Les chiffres parlent d’eux-mêmes, de 100% de perte, il est passé à 100% de survie. Pour cette raison, il a décidé de lancer un appel aux apiculteurs afin de renouveler à grande échelle cette expérience cet hiver.

Face à l’hécatombe de ses colonies d’abeille au sortir de l’hiver, Xavier Dumont s’est souvenu des climats plus rigoureux d’il y a 40 ans. C’est ce qui lui a donné l’idée d’une méthode originale pour sauver ses abeilles : les faire hiverner dans sa cave pour reproduire les températures de l’époque. Et l’expérience a été un véritable succès ! En plus d’assurer la survie de toutes ses colonies, la méthode a permis de lutter contre le parasite varroa. L’apiculteur a lancé un grand appel à participer à tous les apiculteurs de France afin d’éprouver la méthode de façon scientifique et d’en valider les différents protocoles.

Les conséquences du réchauffement

Du fait de nos activités, nous n’avons de cesse de réchauffer notre planète. Et par répercussion, c’est toute la biodiversité qui en paye les frais. Notamment, la survie des pollinisateurs comme les abeilles dont la réputation « d’essentielle à notre survie » n’est plus à faire.

Les hivers deviennent trop doux et nos amies sortent de leurs ruches pour aller chercher une miellée. Elles finissent par s’épuiser en vol et meurent sans jamais retourner chez elles. Leur nombre réduit et ne sont ainsi plus assez nombreuse pour se réchauffer lors des dernières gelures. Parfois, elles finissent par mourir au sein-même de la ruche. Décimant ainsi des essaims entiers.

Certains chiffres viennent étayer ce terrible constat : de moins de 10 % de perte des colonies il y a quarante ans, on atteint aujourd’hui les 30, 50 voir 100 %.

Dans ce fonctionnement à contre-courant, il existe des initiatives, portées à bout de bras par des personnes en quête de rétablir un équilibre avec le vivant en cohabitant avec lui et encore plus fort, en désirant à nouveau co-créer via une gestion holistique.

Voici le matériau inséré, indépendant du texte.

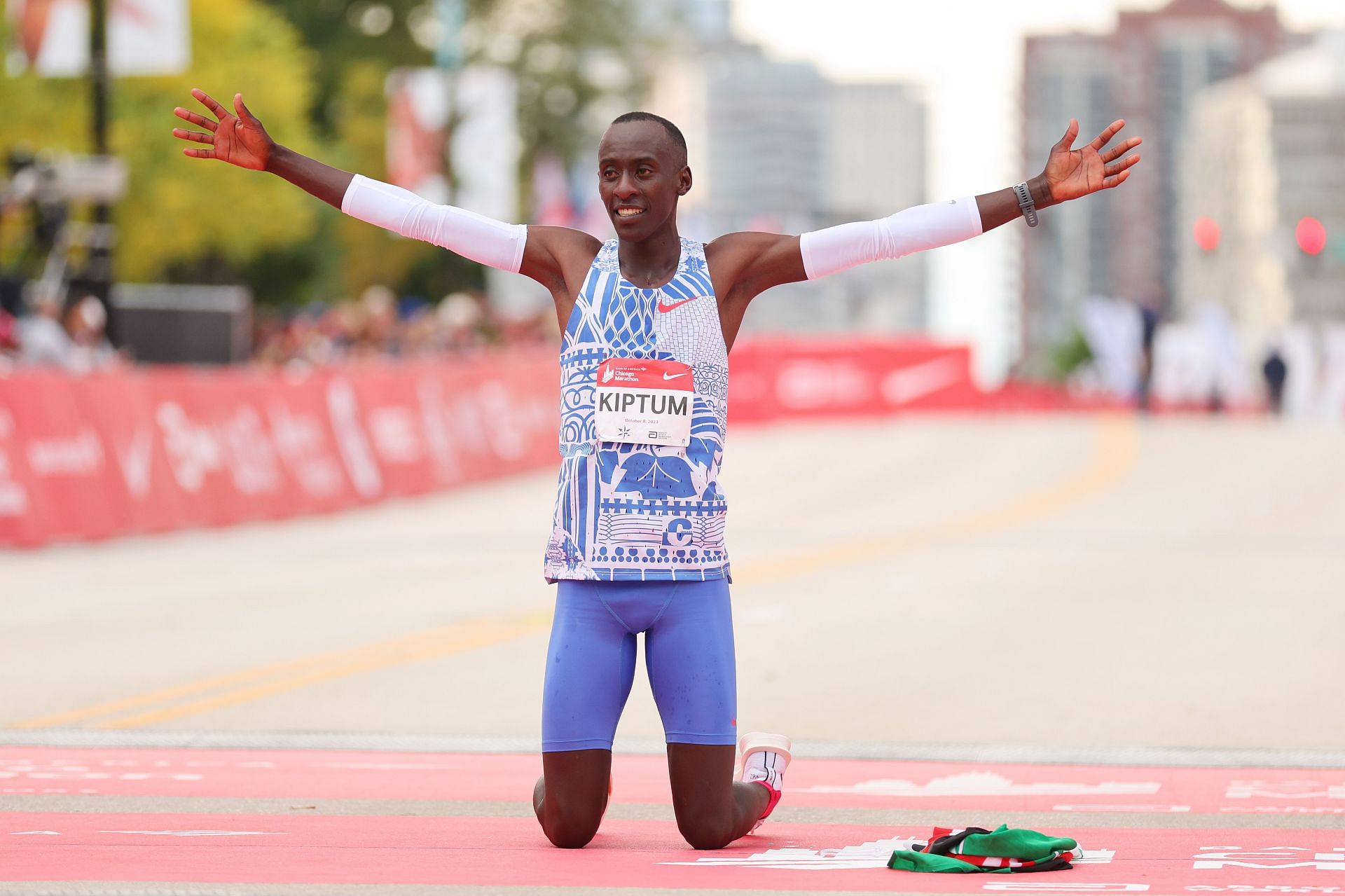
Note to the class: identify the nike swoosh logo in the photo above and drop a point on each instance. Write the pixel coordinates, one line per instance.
(668, 308)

C’est le cas de Xavier Dumont.

Xavier Dumont est un apiculteur amateur au Rucher de Cantegril à Toulouse. Il a été confronté à une perte conséquente de ses colonies à la suite des redoux. En Février 2019, trois de ses colonies ont perdu la vie car les abeilles n’étaient plus assez nombreuses pour se réchauffer.

En sus des sorties mortelles évoquées précédemment, un climat trop clément durant ces périodes est responsable de la prolifération du varroa dans les ruches. Ce dernier est un parasite qui se propage grâce au couvain (désigne l’ensemble des nymphes, des larves et des œufs protégés par les ouvrières d’abeilles).

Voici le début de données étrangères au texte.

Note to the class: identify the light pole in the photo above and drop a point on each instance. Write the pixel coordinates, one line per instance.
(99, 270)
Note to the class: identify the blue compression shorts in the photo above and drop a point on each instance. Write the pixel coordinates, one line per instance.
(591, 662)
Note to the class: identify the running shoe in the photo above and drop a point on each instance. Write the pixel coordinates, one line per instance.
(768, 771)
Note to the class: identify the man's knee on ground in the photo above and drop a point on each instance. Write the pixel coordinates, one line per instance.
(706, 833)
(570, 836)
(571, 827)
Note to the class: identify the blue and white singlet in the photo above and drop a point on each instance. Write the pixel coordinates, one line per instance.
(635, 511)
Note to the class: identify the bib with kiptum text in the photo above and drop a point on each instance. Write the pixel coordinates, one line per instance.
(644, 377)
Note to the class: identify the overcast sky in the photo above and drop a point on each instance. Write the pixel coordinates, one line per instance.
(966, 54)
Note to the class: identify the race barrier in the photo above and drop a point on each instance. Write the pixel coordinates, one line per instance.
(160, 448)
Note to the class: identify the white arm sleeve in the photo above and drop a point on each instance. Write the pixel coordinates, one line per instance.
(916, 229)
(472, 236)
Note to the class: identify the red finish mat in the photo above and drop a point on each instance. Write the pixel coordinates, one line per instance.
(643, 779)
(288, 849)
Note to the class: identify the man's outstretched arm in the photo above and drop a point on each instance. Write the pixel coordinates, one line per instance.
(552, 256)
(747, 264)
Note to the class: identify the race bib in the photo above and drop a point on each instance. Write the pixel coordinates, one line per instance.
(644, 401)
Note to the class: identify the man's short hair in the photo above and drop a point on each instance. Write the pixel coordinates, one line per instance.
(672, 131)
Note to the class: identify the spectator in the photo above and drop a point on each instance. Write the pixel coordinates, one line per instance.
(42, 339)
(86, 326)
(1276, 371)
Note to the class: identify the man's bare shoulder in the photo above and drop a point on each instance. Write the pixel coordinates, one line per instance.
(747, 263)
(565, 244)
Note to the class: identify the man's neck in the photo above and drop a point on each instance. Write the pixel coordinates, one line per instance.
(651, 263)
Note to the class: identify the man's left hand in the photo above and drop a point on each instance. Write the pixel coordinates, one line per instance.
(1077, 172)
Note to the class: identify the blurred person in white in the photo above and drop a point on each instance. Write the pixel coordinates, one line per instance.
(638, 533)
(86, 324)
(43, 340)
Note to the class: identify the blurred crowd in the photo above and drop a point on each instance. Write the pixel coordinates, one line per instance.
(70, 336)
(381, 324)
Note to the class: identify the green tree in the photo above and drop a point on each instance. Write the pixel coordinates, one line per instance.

Normalement, il n’est pas censé y avoir de ponte durant la période hivernale mais à cause du réchauffement climatique, la tendance s’est inversée et les ruches se retrouvent infestées par ces nuisibles, décimant les essaims et obligeant les apiculteurs à utiliser toujours plus d’intrants (utilisation de produits chimiques). Le cercle vicieux est enclenché.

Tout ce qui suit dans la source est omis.